# About Cheese Caves?



## Horse Fork Farm (Jan 3, 2006)

Please tell me what conditions I am supposed to age/ store my new cheeses in? I am trying to determine if my basement will be appropriate or if I need to make a special place? I'm still in the planning stage since goat is not fresh yet. I guess I am asking about temps and humidity and air flow etc.... I'm really such a novice I don't even know what to ask!!  Thanks for your help! I will be making only the simplest of cheeses to start with. As long as its some kind of cheese my family will like it! Kat :help:


----------



## BlueHeronFarm (Feb 9, 2007)

Fresh cheeses are the easiest and require no aging. Hard cheeses vary, but most age in the 50-55 degree range, I think. Your individual recipes will usually tell you.

Most people use a refrigerator with an external thermostat control to make a "cheese cave" - A wine refrigerator is also a good option, as they have thermostats that go higher than a regular fridge and so don't need an override.

I just got one from Craigslist, but don't have my press yet and so have not started with hard cheeses yet.


----------



## jerzeygurl (Jan 21, 2005)

reg fridge holds 50-55 easily, of course it has to be aged cheese only, 

milk and fresh cheese needs to be stored at as close to 32 as you can.

humidity levels vary, just try to find an average. If you are waxing, that helps keep the humidity in. The cooler the temp the longer the ageing but the better the flavor, as long as its not too cool.

I have a fridge just for cheese, one for storing milk and eggs and one for the kitchen...  

I did just get a 4 month old walk in unit( minus the walls) We will work on constructing that eventually....last winter i just used the far corner of my unfinished basement held at 55 for most of the winter. I used coolers with containers of ice, to keep the blue cheese and brie about 50 ish.


----------



## Julia (Jan 29, 2003)

I've aged cheese in my basement during the spring, when the furnace is off. It's a half dug stone cellar obviously build to store food under our old farm house. Very damp and cool up until mid summer, so long term aging is not possible, but I must say it was very easy while it lasted. Didn't have to fool around with tweaking the humidity and temp at all---auto pilot!

I did keep the cheese in a plastic sweater box to keep beasts and bugs out, and made a point to flip it daily, if only to keep the airflow up, which is vital for aging cheese. Some day I'll make myself a sort of pie safe thing covered with fine screen instead of wood, and then I'll go to town.

My most successful cheeses were aged in my cellar, including my all time best---a mold rind Brillat-Savarin that was exquisite.
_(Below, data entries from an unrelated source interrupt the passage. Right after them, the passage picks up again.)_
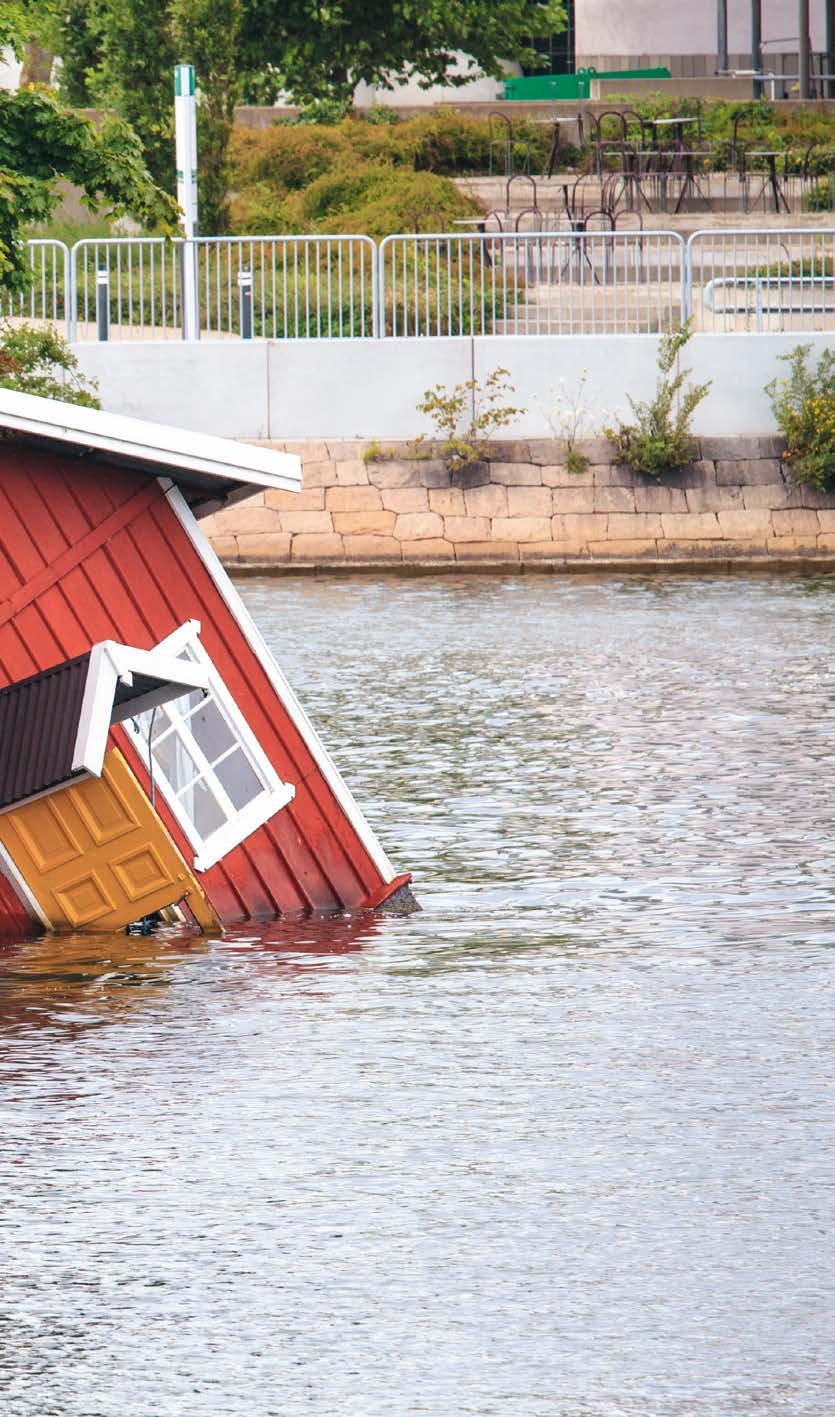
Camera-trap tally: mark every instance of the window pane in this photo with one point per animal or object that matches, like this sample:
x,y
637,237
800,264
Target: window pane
x,y
238,778
210,730
175,760
203,809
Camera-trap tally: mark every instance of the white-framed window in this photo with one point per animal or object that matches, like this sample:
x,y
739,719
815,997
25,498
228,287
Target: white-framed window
x,y
206,760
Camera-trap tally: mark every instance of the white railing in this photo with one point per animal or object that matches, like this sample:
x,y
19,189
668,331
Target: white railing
x,y
46,299
128,285
545,282
448,284
761,281
299,288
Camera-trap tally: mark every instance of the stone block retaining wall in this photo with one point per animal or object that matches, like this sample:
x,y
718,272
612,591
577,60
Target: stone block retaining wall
x,y
736,502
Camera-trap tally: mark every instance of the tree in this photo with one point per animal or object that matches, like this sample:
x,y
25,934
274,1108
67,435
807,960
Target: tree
x,y
121,54
318,50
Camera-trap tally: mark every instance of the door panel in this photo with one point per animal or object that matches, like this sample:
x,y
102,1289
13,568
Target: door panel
x,y
97,856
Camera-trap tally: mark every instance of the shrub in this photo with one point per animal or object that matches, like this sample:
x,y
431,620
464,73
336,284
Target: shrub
x,y
659,439
40,362
468,415
804,408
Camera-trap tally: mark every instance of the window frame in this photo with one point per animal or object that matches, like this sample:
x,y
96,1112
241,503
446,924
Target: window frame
x,y
244,821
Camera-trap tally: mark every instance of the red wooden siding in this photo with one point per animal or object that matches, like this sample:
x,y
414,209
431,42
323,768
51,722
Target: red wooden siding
x,y
128,571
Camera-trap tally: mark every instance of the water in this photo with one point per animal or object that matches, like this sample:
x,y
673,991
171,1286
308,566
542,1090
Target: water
x,y
559,1145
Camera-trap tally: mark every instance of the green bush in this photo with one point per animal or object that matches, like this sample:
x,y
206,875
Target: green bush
x,y
40,362
804,408
659,439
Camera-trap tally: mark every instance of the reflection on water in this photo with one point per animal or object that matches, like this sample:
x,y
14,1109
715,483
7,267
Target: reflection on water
x,y
559,1144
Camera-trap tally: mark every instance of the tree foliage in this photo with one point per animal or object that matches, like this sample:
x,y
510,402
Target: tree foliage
x,y
43,140
121,54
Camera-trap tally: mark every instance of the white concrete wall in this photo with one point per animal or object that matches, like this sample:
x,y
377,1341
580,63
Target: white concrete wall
x,y
369,388
657,27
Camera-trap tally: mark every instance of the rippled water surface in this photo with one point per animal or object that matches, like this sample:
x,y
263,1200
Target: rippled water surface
x,y
562,1144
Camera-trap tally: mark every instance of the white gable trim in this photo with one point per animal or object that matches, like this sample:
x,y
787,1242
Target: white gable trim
x,y
108,665
285,693
155,444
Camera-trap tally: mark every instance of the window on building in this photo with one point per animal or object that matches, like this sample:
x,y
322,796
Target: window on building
x,y
206,761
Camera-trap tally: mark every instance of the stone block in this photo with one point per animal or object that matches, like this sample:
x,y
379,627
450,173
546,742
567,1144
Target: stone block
x,y
472,475
796,522
418,526
771,496
447,502
352,473
529,502
752,472
312,522
486,502
638,547
556,475
693,526
615,475
573,499
353,499
658,498
309,499
520,529
407,499
614,499
791,544
516,473
372,549
226,547
316,549
467,529
486,551
746,523
428,550
270,546
319,475
553,550
630,526
584,526
511,451
365,523
713,499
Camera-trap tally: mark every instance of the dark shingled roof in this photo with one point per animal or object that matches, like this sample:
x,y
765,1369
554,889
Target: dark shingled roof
x,y
38,726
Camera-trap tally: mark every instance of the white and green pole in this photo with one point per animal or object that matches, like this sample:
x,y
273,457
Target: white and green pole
x,y
186,150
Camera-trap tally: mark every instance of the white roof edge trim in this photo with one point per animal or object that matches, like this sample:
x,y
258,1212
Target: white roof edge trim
x,y
108,663
160,445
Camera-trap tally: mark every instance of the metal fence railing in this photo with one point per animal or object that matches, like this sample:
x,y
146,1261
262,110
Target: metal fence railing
x,y
299,288
452,284
46,299
761,281
129,286
542,282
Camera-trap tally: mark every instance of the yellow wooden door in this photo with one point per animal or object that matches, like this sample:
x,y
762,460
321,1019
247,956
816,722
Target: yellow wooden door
x,y
95,855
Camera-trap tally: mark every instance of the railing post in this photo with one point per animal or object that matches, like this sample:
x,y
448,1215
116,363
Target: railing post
x,y
245,299
102,305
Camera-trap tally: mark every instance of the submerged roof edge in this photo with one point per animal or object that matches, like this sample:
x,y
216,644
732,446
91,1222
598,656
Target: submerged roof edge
x,y
159,445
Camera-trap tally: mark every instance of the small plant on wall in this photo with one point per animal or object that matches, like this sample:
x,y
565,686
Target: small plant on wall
x,y
468,417
804,410
659,439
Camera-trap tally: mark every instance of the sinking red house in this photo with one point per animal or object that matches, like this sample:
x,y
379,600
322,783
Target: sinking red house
x,y
149,744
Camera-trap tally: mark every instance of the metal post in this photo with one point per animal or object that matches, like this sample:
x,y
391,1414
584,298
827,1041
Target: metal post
x,y
722,36
757,44
102,303
186,150
245,292
803,47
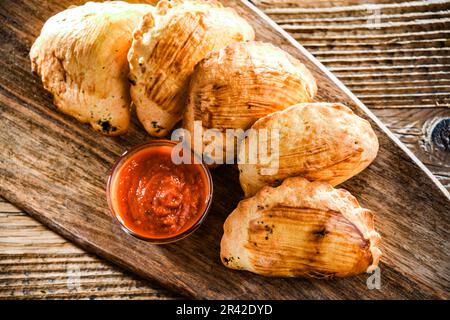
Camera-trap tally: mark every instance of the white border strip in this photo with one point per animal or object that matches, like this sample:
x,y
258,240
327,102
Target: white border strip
x,y
349,93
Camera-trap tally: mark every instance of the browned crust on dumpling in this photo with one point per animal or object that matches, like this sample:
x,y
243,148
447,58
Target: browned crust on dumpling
x,y
317,141
235,86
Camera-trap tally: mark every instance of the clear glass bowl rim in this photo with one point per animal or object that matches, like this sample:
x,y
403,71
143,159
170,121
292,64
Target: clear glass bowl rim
x,y
117,165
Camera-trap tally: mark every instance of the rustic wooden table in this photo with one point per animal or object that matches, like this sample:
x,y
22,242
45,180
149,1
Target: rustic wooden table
x,y
394,55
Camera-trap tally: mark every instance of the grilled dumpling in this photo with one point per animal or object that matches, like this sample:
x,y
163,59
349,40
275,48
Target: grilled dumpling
x,y
233,87
318,141
301,228
165,50
81,57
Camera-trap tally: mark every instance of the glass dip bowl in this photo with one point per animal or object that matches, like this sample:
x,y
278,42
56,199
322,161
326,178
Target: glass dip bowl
x,y
155,199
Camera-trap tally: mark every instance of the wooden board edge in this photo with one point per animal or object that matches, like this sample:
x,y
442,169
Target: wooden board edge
x,y
350,94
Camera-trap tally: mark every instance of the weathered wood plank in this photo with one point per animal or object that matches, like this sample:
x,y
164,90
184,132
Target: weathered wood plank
x,y
37,263
335,41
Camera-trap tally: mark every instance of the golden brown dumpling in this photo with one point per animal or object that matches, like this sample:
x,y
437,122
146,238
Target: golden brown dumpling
x,y
301,228
81,57
165,50
233,87
318,141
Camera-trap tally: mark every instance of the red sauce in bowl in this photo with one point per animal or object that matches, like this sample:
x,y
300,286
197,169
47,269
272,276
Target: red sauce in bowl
x,y
155,199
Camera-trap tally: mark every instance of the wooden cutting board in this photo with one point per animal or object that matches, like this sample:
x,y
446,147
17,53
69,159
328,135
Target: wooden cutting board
x,y
56,169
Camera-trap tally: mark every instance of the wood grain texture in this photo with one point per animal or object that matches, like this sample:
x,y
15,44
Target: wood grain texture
x,y
399,278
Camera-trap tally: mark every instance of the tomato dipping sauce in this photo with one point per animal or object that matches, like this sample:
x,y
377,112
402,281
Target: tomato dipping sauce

It's so exciting to do it traditionally, and have it work out!


----------



## Horse Fork Farm (Jan 3, 2006)

Okie-dokie! Thanks so much, it sounds like the fridge will work for the basic stuff and my cellar will probably do for anything else! I can't wait to get started, Kathy


----------



## kesoaps (Dec 18, 2004)

We visited someone who was using one of those small wine fridges for her cheese. She'd tried all sorts of other things (basement, etc) and finally settled on the fridge. Said the wine one worked best for her (and didn't add to the clutter of her already full household refrigerator.)


----------